Hello. This is my first time asking a question, so I apologize if it’s not in any kind of form. I’m also new to programming and Julia.

As the title says, I often code by indexing array data and declaring it as a new variable. This is normally fine, but when using the Base.Threads library, it causes a serious performance disruption (hundreds of times slower).

This code is a simple test; in practice, it’s much more complex.
Using the “#good” annotated coding style doesn’t degrade performance, but it makes the code very long and less readable. Why is this happening and what is the best way to code so that the code is both readable and performance?

struct infomations
    nn :: Int64
    A1 :: Matrix{Float64}
    A2 :: Matrix{Float64}
    dx :: Float64
    dy :: Float64
    function infomations(nn,L)
        nn = nn+4
        A1 = zeros(nn,nn)
        A2 = rand(nn,nn)
        dx = L/nn
        dy = L/nn
        new(nn,A1,A2,dx,dy)
    end
end

function get_Div(obj1)
    (;nn, A1, A2, dx, dy) = obj1
    ny,nx  = size(A1)
    Threads.@threads for i = 3:nx-2
        for j = 3:ny-2
            # bad
            ee = A2[j,i+2]; e = A2[j,i+1]; w = A2[j,i-1]; ww = A2[j,i-2]
            nn = A2[j+2,i]; n = A2[j+1,i]; s = A2[j-1,i]; ss= A2[j-2,i]
            ∂B1∂x = (-ee + 8*e - 8*w + ww)/dx/12
            ∂B2∂y = (-nn + 8*n - 8*s + ss)/dy/12
            A1[j,i] = ∂B1∂x + ∂B2∂y

            # good
            ∂B1∂x = (-A2[j,i+2] + 8*A2[j,i+1] - 8*A2[j,i-1] + A2[j,i-2])/dx/12
            ∂B2∂y = (-A2[j+2,i] + 8*A2[j+1,i] - 8*A2[j-1,i] + A2[j-2,i])/dy/12
            A1[j,i] = ∂B1∂x + ∂B2∂y
        end
    end
end

function run!(obj1, iter)
    for i = 1:iter
        get_Div(obj1)
    end
end

obj1 = infomations(2000,3)
@time run!(obj1, 200)

our “bad” and “good” examples should both be equally performant as far as i can tell.

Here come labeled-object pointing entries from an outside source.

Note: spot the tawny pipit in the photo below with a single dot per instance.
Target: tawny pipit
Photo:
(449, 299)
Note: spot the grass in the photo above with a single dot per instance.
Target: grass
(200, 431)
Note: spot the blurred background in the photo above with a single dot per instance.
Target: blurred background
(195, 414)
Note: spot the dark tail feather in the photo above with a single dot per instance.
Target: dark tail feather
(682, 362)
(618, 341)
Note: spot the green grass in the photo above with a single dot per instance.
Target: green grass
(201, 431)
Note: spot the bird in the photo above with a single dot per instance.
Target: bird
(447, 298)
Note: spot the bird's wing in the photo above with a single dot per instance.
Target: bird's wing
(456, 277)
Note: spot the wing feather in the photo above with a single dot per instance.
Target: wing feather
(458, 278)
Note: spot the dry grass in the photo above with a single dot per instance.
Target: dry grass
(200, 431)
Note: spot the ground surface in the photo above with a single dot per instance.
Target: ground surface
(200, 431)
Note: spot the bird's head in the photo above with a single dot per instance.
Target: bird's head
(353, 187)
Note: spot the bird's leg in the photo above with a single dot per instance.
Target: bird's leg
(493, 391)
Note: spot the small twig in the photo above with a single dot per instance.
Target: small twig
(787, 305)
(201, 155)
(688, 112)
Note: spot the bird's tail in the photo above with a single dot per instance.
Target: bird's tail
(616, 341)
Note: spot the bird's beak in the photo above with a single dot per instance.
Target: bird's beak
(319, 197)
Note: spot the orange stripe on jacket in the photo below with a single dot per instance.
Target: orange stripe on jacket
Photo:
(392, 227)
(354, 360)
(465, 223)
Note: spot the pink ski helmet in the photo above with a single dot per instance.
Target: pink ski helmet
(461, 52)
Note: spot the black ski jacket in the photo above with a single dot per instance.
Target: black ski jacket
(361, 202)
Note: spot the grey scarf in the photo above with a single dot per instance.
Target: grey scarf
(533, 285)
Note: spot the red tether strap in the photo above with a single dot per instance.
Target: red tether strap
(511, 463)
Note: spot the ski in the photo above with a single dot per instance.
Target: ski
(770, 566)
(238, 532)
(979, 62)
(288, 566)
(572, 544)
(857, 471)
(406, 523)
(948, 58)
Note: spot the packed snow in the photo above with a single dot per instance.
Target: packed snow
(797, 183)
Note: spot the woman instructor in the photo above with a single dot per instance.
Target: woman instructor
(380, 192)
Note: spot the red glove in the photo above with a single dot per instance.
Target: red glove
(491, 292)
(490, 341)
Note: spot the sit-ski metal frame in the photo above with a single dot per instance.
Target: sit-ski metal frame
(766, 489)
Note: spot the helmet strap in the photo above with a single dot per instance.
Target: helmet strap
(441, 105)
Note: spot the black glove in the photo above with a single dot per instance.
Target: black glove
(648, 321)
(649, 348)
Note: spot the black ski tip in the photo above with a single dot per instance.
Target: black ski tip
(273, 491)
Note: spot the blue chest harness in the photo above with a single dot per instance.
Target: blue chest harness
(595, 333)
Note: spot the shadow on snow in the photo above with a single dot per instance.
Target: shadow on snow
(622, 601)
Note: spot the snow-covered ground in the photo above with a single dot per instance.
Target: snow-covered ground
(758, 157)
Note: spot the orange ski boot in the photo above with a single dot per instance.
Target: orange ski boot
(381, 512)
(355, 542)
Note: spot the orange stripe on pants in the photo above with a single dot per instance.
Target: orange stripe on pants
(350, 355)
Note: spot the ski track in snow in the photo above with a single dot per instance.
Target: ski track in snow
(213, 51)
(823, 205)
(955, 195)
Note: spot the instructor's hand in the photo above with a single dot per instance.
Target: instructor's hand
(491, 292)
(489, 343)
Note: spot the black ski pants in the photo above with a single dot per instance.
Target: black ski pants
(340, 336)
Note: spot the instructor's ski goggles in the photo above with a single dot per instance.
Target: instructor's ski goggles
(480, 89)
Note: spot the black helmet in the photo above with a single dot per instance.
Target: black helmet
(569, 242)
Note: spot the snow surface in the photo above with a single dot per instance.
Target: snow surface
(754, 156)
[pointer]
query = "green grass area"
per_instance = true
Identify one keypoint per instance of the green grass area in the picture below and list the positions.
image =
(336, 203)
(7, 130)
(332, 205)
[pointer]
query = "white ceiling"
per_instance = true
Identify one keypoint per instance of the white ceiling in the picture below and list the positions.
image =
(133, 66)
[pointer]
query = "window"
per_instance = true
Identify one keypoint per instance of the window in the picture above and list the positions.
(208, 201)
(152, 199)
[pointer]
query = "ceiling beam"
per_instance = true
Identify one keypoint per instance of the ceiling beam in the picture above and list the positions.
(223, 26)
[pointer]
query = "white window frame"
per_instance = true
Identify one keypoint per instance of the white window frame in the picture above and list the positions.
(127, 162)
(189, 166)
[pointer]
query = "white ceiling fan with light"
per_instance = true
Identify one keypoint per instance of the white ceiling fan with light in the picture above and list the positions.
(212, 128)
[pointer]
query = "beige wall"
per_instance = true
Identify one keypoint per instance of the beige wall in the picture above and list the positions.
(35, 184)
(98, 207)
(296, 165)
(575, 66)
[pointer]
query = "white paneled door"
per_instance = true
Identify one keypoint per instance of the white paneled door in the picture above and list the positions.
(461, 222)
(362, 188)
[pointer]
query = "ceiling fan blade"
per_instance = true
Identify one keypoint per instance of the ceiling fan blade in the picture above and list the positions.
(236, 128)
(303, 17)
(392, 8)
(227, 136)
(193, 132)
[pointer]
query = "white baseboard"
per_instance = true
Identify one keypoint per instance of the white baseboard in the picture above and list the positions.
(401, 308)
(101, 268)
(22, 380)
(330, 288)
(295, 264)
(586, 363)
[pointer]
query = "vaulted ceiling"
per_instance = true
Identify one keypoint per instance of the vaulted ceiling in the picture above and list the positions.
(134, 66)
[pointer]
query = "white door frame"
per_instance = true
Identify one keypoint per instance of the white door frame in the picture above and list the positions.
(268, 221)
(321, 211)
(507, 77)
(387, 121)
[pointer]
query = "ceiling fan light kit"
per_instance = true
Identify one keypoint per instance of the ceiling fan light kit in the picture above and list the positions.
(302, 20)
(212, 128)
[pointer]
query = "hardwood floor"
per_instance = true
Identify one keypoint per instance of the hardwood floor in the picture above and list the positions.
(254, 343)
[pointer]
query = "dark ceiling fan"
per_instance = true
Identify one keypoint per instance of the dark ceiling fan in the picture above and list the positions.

unfortunately I cannot run any code right now but a few ideas:

Use BenchmarkTools.jl with @btime (Are you sure you have not measured compiling time?). Your example should run pretty fast, so it’s possible that the overhead of many threads is too large to give any speedup.

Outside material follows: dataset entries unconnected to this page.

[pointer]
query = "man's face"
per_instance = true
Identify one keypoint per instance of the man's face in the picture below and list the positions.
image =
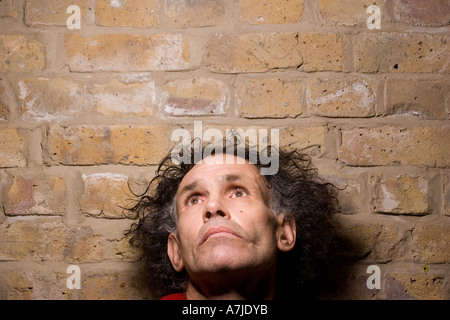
(224, 220)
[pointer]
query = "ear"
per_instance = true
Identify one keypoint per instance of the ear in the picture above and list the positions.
(173, 251)
(286, 232)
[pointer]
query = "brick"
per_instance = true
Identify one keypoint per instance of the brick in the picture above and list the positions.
(12, 148)
(426, 99)
(348, 12)
(341, 97)
(48, 99)
(136, 14)
(196, 97)
(88, 145)
(194, 13)
(3, 110)
(121, 99)
(271, 11)
(115, 285)
(400, 194)
(48, 12)
(310, 140)
(446, 182)
(36, 196)
(8, 9)
(401, 52)
(126, 252)
(377, 242)
(19, 54)
(38, 285)
(49, 241)
(126, 52)
(415, 286)
(395, 146)
(419, 13)
(96, 202)
(266, 51)
(430, 243)
(269, 97)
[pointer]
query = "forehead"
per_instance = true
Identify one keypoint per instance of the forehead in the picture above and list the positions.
(214, 167)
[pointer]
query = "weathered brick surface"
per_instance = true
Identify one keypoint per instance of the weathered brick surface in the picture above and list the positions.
(45, 12)
(97, 203)
(196, 97)
(12, 148)
(137, 13)
(127, 52)
(194, 13)
(116, 98)
(428, 99)
(87, 113)
(348, 12)
(84, 145)
(342, 98)
(46, 99)
(36, 196)
(400, 194)
(395, 146)
(19, 54)
(263, 52)
(269, 98)
(271, 11)
(420, 13)
(49, 241)
(8, 9)
(430, 243)
(401, 52)
(415, 286)
(308, 139)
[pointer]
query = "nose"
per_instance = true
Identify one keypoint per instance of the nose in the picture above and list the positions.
(215, 207)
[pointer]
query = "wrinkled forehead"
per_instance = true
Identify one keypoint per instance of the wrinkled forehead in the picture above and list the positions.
(220, 166)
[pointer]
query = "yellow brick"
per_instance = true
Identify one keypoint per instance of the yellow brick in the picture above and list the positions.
(194, 13)
(422, 13)
(396, 146)
(349, 12)
(400, 195)
(269, 97)
(117, 98)
(12, 148)
(49, 12)
(426, 99)
(44, 98)
(97, 203)
(402, 52)
(19, 54)
(199, 96)
(271, 11)
(342, 97)
(126, 53)
(82, 145)
(263, 52)
(136, 13)
(36, 196)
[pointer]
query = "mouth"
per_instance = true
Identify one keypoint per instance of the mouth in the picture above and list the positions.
(219, 231)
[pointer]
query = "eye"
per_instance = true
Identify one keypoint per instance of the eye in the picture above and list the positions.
(193, 200)
(239, 193)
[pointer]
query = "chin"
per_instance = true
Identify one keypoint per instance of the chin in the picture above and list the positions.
(225, 258)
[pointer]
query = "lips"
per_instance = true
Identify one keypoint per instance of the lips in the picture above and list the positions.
(217, 230)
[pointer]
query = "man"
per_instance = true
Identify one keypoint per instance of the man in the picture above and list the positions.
(218, 229)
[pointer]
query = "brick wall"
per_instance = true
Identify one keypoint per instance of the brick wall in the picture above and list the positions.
(85, 112)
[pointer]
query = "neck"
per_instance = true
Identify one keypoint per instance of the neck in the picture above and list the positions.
(224, 286)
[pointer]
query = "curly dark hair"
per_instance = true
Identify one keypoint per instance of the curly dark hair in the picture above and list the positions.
(297, 190)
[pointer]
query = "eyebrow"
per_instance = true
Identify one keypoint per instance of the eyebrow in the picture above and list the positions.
(193, 185)
(189, 187)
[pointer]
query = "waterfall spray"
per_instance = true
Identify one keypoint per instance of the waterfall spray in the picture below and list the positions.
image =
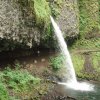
(72, 80)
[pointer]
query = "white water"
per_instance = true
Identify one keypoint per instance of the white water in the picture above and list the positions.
(72, 80)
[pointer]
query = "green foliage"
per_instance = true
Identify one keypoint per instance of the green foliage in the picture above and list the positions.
(87, 43)
(17, 81)
(96, 60)
(41, 10)
(78, 61)
(57, 62)
(89, 16)
(3, 92)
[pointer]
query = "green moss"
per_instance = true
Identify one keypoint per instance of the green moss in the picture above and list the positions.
(78, 61)
(89, 16)
(96, 60)
(41, 10)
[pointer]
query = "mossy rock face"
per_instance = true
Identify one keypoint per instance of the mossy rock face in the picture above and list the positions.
(89, 18)
(67, 19)
(87, 65)
(42, 12)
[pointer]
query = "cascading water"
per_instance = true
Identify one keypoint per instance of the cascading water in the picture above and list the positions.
(72, 81)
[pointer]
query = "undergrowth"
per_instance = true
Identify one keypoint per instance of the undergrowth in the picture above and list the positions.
(17, 81)
(57, 62)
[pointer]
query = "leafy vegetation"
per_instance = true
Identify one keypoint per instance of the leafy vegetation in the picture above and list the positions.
(89, 17)
(17, 81)
(57, 62)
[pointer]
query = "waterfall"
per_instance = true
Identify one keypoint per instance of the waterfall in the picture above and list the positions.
(72, 80)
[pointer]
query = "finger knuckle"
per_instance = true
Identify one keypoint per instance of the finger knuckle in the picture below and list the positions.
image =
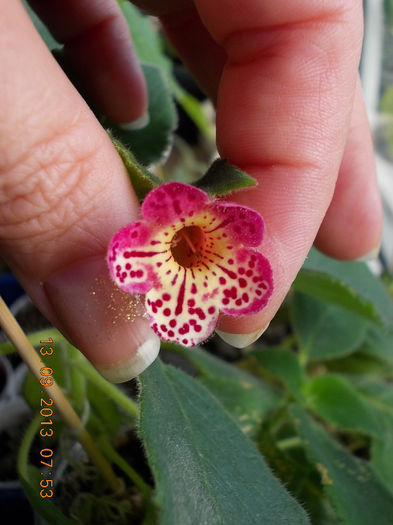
(44, 191)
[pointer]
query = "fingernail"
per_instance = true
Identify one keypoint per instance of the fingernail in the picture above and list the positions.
(370, 256)
(241, 340)
(104, 322)
(139, 123)
(126, 370)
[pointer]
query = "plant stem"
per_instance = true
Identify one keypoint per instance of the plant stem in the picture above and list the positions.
(26, 445)
(108, 388)
(288, 443)
(29, 355)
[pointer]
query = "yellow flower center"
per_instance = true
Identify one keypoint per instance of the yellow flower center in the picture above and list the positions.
(187, 246)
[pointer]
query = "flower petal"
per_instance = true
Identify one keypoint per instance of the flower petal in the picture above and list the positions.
(183, 311)
(172, 202)
(246, 282)
(132, 255)
(241, 223)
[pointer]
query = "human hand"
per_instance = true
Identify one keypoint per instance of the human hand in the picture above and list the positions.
(286, 100)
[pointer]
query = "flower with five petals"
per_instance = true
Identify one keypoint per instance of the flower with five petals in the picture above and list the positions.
(192, 257)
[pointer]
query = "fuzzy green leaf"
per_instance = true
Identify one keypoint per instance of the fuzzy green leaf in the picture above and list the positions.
(350, 285)
(206, 469)
(142, 180)
(285, 365)
(350, 483)
(325, 330)
(151, 143)
(335, 399)
(222, 178)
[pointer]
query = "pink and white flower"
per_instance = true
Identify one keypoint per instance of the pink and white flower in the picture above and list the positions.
(193, 257)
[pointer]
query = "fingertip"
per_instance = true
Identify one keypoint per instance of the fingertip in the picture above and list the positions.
(107, 325)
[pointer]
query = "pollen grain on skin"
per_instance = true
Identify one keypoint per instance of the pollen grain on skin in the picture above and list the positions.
(192, 257)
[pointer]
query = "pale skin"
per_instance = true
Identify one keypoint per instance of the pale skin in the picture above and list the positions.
(284, 79)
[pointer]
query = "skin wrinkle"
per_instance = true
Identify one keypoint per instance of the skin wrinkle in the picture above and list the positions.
(69, 190)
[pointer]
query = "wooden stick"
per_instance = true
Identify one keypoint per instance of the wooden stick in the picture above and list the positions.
(25, 349)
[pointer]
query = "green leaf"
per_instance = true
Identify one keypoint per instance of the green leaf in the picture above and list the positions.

Maybe your example is too far removed from your actual use case but it looks like you are doing convolutions with a small kernel. I can highly recommend the package Stencils.jl for that kind of thing. It has multithreading implemented and is quite performant. (There are also FFT based options, see DSP.jl but I think this only become fast once your kernels also get larger)

This is the culprit. you overwrite nn which is an Int and later a float. changing the second nn to another name recovers the performance lost

3 Likes

@code_warntype reveals that the variable nn is boxed, i.e. its type is not inferred correctly. So the type of ∂B2∂y is not inferred correctly. This leads to allocations, which is devastating for performance in parallel runs. Moreover, the program becomes incorrect because the variable nn is shared among all the threads, and you get race conditions and things.

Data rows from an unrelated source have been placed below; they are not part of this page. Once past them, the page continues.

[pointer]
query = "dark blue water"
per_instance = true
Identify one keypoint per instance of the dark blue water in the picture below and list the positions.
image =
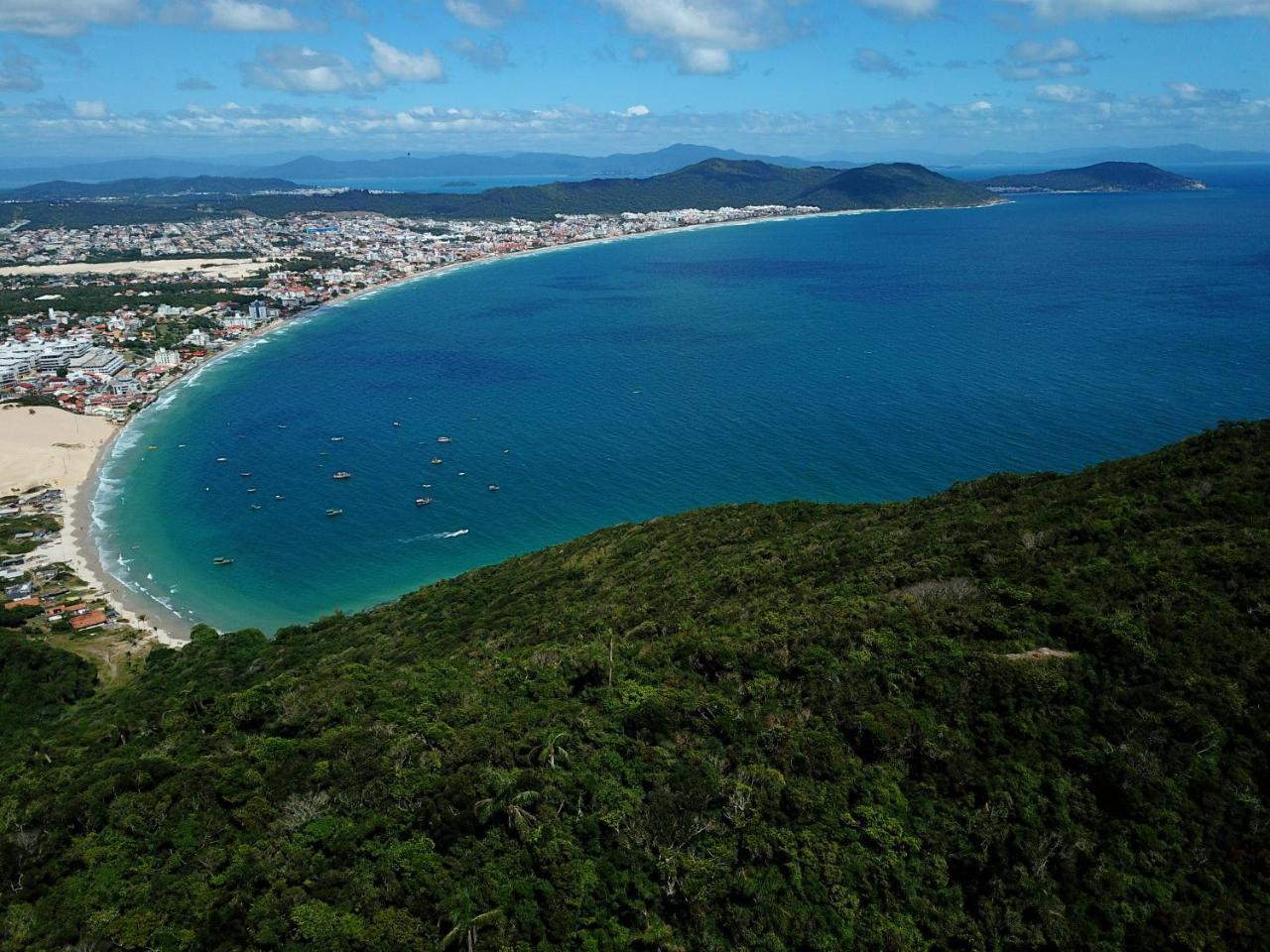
(847, 358)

Rename your temporary nn in the “bad code” example.

julia> @code_warntype get_Div(obj1)
...
  nn::Core.Box
...
2 Likes

Oh… I must have missed this, thank you so much.
It’s scary that duplicate names don’t throw an error, only performance.
I’ll check out your other advice as well, thanks again.

Thanks for introducing me to this useful macro, I know a bit more about Julia thanks to you. Have a nice day.